The possibility that Senate Democrats may filibuster the fiscal 2016 defense authorization bill loomed over a debate Thursday stuck on the dispute over the measure’s heavy reliance on DOD’s war account to sidestep stringent spending caps.
While some Democrats have indicated they will try to stop appropriations measures from advancing in the Senate, they have not yet settled on a strategy for the annual defense policy bill, reported CQ Roll Call.
The authorization bill employs the House-Senate budget framework that adds $38 billion to the department’s overseas contingency operations (OCO) account, which is exempt from the caps, to meet the Pentagon’s base budget request.

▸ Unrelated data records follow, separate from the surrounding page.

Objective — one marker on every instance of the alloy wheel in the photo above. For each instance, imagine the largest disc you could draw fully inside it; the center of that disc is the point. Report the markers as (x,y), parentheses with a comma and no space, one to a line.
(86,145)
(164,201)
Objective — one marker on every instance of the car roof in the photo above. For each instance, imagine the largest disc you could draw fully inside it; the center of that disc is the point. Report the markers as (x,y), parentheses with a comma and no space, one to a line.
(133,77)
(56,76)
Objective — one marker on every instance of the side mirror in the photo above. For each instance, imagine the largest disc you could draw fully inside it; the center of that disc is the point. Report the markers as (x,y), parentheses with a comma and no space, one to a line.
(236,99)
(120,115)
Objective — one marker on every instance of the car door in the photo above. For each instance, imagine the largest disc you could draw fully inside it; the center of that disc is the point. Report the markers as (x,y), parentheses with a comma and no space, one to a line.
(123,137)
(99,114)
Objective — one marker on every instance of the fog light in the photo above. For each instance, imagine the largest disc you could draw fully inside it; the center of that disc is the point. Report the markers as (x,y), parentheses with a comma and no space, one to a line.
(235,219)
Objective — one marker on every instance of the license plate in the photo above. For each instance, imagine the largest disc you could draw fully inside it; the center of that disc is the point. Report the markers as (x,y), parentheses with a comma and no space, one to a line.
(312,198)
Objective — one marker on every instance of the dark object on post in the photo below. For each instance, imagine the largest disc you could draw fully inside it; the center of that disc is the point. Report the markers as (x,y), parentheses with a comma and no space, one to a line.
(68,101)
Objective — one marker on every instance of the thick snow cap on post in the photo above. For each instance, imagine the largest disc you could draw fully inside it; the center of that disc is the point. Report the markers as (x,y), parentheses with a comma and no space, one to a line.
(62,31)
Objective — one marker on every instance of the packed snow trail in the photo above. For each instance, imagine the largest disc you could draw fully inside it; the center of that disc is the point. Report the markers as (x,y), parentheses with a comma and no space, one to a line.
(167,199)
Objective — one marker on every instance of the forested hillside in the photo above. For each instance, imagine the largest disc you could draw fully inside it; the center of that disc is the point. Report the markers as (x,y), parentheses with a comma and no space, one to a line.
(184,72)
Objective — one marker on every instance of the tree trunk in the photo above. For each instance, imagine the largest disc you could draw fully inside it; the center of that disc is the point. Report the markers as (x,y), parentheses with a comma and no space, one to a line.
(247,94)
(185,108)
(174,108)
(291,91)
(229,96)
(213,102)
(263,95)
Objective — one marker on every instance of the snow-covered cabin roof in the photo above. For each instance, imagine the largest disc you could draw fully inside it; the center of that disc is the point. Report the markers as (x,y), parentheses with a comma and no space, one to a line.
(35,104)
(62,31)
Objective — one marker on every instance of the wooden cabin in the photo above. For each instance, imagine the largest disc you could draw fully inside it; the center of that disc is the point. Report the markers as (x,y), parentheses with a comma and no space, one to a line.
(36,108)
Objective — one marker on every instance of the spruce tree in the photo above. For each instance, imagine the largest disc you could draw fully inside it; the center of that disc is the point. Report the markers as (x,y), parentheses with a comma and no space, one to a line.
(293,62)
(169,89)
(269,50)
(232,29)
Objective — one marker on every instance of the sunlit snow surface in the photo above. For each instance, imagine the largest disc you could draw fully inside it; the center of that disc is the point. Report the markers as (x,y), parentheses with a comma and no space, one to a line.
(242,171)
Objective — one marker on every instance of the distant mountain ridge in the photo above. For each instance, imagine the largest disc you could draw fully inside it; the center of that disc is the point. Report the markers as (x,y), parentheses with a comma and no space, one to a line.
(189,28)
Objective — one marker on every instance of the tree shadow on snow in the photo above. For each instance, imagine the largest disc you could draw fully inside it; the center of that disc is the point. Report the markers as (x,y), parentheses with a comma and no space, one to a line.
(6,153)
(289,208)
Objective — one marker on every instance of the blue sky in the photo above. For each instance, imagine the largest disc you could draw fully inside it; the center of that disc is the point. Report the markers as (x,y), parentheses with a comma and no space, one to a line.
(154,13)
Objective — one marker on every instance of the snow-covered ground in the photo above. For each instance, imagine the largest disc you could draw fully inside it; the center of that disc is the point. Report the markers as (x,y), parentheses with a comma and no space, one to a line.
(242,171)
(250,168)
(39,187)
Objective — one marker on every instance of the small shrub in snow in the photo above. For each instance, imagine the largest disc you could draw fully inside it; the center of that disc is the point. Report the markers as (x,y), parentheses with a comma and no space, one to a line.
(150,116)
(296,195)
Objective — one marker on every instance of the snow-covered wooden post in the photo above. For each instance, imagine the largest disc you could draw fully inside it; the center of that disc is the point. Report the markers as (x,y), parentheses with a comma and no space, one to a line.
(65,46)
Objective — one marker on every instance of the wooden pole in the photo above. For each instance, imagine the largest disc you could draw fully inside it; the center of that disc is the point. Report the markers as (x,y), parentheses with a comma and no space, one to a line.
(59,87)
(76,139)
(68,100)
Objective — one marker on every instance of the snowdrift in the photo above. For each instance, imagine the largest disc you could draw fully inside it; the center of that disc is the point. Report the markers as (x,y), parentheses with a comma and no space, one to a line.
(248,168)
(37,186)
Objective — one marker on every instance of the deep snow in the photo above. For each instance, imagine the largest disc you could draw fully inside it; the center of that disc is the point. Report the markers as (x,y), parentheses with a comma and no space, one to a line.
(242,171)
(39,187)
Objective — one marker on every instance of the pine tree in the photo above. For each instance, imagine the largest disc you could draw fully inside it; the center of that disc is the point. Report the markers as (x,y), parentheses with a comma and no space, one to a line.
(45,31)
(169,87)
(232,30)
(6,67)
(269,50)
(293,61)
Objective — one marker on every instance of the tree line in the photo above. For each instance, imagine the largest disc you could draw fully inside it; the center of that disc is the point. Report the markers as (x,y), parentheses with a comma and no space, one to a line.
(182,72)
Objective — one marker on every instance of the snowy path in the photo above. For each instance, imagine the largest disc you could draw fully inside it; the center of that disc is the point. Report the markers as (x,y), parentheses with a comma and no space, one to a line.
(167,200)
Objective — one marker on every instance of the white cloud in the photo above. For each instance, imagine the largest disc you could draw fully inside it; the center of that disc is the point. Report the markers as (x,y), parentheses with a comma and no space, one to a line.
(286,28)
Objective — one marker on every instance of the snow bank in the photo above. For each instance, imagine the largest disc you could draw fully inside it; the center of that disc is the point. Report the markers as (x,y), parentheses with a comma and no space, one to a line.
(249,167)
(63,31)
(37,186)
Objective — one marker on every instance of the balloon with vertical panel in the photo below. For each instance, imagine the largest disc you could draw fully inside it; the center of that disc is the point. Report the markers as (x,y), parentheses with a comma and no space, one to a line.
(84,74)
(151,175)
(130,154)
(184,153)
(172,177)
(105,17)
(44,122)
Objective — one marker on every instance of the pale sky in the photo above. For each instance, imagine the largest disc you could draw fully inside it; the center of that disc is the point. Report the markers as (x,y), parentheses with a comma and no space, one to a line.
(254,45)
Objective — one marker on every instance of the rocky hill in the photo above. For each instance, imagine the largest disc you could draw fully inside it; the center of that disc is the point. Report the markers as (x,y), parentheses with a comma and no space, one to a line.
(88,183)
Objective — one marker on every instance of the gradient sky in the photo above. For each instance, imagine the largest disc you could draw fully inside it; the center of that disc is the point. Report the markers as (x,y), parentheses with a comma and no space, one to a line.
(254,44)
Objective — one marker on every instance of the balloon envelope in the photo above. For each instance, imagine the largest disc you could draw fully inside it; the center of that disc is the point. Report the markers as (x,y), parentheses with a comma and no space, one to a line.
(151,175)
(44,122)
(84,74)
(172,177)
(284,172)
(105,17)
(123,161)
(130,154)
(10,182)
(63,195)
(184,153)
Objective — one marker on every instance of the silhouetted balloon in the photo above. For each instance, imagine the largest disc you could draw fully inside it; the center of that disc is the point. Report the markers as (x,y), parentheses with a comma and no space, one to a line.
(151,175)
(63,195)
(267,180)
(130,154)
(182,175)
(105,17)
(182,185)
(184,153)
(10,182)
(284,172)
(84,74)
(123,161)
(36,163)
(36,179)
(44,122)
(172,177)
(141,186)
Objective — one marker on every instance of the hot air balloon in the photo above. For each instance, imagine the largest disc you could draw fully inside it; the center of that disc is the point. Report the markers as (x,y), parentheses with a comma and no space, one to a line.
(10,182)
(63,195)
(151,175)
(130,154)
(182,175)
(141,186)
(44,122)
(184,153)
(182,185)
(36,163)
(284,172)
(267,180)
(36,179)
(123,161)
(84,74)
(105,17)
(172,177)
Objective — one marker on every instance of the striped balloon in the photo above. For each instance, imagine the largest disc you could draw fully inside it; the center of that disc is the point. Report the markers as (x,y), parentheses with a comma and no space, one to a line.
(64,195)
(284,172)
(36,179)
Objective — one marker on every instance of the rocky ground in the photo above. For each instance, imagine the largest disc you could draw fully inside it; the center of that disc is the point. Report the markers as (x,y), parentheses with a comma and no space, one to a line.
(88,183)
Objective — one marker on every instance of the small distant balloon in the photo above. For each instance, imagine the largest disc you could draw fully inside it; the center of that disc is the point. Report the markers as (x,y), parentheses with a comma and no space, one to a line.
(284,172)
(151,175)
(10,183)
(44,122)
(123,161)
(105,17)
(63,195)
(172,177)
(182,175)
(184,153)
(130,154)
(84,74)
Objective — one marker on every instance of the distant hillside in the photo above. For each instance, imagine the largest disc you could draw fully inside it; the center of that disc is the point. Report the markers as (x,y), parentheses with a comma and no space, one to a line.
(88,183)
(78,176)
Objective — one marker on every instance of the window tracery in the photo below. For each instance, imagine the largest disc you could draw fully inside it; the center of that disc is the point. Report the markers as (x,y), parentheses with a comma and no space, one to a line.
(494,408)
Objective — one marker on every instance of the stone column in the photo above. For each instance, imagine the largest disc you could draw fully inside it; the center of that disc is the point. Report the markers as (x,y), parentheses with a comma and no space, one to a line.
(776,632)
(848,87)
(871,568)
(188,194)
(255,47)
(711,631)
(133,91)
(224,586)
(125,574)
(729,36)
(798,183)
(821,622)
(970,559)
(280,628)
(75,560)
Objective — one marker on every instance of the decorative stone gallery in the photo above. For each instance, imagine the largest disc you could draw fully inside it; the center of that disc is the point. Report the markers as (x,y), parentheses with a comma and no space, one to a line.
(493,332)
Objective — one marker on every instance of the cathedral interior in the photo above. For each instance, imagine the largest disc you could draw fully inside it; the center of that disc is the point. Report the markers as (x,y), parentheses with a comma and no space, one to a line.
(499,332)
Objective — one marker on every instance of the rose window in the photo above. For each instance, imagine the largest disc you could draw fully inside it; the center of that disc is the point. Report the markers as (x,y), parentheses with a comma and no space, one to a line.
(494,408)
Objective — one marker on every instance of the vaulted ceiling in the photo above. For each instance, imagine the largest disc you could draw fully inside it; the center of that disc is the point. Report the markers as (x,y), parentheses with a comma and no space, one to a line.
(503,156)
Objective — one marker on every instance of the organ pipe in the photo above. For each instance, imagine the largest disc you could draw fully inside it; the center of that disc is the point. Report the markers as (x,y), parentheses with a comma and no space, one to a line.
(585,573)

Minority Leader Harry Reid (D-Nev.) called the maneuver a “one-year gimmick” and deliberations over the authorization bill a “waste of time” given President Obama’s threat to veto the measure over its use of the OCO account.
Armed Services Chairman John McCain (R-Ariz.) responded that the authorization bill does not fund specific program or agencies and, therefore, it shouldn’t be caught up in a larger dispute over budget caps, according to CQ.
“If you want to fight it, fight it on appropriations,” McCain said.
Meanwhile, former DOD Comptroller Robert Hale told the Hill that Obama is serious about his threat to veto appropriations bills that adhere to the statutory spending caps, as well as the defense authorization bill because it shields the Pentagon from the spending limits without aiding domestic agencies.
“It was quite clear,” he said in reference to the Office of Management and Budget statement issued this week saying the president’s advisers would recommend he veto the authorization measure unless significant changes are made.
“I think it’ll be tough to override a veto, so I would guess they need to look for a different deal,” Hale said. The White House’s veto threat is designed to pressure the GOP to enter negotiations on a new budget deal lifting the caps for both defense and non-defense spending, he added.